The abdominal ganglion of Aplysia provides a convenient experimental system for cellular studies on the roles of peptides as chemical messengers in the nervous system. There are indications that the bag cells, a group of neuroendocrine cells, synthesize and release egg laying hormone (ELH), a peptide with an apparent molecular weight of 6000. Our recent investigations indicate that a burst of impulse activity in the bag cells produces five types of long-lasting responses, some excitatory, others inhibitory, in 26 identified neurons and 2 identified cell clusters located near the bag cells in the abdominal ganglion. The responses have slow, smoothly graded onsets, and many of them result in modulation of neuronal activity for 3 hours or more. Physiological and ultrastructural data support the hypothesis that they are induced by a bag cell hormone (or hormones) that is released into vascular and interstitial spaces of the ganglion to act on the target neurons. Local application of purified ELH to one of the target neurons provides evidence that the bag cell effect is mediated by ELH. Many of the target neurons are known to be parts of neuronal circuits that control specific behavioral and homeostatic processes. Since egg laying is initiated by the bag cell discharge and is associated with a stereotyped behavior pattern lasting several hours, the actions of these peptide-secreting neurons on the central nervous system may serve to regulate certain elements of behavior and homeostasis during egg laying.     

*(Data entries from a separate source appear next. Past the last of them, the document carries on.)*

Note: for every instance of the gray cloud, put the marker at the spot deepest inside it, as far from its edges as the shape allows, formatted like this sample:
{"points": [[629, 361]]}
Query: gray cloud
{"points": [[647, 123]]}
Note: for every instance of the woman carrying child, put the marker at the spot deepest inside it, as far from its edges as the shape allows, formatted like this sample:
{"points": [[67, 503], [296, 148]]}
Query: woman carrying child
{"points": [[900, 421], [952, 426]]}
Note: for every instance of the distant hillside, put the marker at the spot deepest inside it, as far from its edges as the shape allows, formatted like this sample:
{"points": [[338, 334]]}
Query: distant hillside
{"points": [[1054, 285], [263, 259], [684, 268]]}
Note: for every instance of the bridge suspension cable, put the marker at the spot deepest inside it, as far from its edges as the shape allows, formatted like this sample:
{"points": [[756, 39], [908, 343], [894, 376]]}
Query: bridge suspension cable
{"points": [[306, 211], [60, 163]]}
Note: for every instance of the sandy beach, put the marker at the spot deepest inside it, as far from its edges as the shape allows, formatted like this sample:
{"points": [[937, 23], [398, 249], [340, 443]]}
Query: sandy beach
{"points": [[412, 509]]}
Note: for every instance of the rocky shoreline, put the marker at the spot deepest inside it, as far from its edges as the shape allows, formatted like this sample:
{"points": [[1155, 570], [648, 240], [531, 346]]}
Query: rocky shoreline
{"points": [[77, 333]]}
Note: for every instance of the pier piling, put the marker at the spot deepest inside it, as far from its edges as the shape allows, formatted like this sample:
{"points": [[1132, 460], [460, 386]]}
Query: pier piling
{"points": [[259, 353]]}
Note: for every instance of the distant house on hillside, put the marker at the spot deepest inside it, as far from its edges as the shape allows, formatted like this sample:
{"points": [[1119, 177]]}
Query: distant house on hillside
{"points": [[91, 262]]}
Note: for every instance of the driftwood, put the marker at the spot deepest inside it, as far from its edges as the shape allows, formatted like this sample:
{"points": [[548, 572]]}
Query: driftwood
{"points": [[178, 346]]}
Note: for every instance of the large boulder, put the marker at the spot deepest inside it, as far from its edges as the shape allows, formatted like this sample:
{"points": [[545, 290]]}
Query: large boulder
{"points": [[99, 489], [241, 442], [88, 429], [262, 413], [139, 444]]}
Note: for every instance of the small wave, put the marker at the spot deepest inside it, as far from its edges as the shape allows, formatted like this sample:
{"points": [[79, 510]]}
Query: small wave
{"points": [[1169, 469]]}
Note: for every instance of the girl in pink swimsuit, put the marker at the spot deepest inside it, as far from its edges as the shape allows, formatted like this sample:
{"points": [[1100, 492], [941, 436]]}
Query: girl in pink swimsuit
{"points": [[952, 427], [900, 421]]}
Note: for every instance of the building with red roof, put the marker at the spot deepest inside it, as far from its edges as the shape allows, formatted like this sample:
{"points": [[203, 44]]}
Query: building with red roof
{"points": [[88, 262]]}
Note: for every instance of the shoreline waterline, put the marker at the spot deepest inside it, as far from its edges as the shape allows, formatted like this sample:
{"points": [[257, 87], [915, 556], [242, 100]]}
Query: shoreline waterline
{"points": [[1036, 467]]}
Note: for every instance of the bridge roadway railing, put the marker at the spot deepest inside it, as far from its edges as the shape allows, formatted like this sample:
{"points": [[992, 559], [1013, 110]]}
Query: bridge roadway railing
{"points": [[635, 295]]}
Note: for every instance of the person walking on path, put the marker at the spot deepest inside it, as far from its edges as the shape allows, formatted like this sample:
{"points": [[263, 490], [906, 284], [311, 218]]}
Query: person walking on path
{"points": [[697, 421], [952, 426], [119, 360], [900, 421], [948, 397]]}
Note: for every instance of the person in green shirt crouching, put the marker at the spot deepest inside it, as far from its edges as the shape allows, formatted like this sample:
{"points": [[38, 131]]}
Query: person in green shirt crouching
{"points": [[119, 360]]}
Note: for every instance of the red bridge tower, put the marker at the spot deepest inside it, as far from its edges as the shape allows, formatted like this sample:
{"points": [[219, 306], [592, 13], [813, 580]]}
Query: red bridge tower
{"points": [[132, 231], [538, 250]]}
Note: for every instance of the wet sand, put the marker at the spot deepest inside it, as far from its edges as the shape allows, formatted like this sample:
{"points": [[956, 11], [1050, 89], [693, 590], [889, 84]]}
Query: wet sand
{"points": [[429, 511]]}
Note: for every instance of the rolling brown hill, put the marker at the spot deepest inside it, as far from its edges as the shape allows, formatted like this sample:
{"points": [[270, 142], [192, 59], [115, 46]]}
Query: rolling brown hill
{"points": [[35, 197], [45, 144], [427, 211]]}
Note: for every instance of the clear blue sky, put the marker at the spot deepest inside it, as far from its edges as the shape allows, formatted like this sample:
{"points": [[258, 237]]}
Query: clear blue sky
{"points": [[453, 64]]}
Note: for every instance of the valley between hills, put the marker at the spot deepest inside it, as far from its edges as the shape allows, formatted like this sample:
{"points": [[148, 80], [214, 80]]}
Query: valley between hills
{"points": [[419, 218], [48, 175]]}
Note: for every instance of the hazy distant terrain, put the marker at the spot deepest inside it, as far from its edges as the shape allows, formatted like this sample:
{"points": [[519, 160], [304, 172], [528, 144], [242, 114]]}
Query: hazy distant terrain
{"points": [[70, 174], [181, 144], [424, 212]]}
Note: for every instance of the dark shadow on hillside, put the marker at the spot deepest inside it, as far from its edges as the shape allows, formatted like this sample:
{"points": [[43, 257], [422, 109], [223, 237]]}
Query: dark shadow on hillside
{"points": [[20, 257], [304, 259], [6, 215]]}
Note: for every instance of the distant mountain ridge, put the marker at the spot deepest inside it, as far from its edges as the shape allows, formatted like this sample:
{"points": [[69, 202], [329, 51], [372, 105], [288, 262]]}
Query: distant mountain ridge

Alternative splicing in individual Aplysia neurons generates neuropeptide diversity

The neuron R15 is a peptidergic cell within the abdominal ganglion of Aplysia that participates in two neural circuits governing physiological and behavioral programs. We have cloned and characterized the major gene product expressed in this neuron. The R15 cDNA encodes a polyprotein precursor that is cleaved to yield a set of small neuropeptides. One peptide, R15 alpha 1, may act on different target cells to generate distinct but complementary physiological alterations that contribute to a program of cardiovascular changes in Aplysia. We have found that the RNA encoding the R15 polyprotein is spliced differently in different neurons. Our results suggest that alternative splicing of RNAs encoding polyproteins may provide a mechanism to generate distinct but overlapping sets of peptides that govern distinct but related physiological or behavioral programs.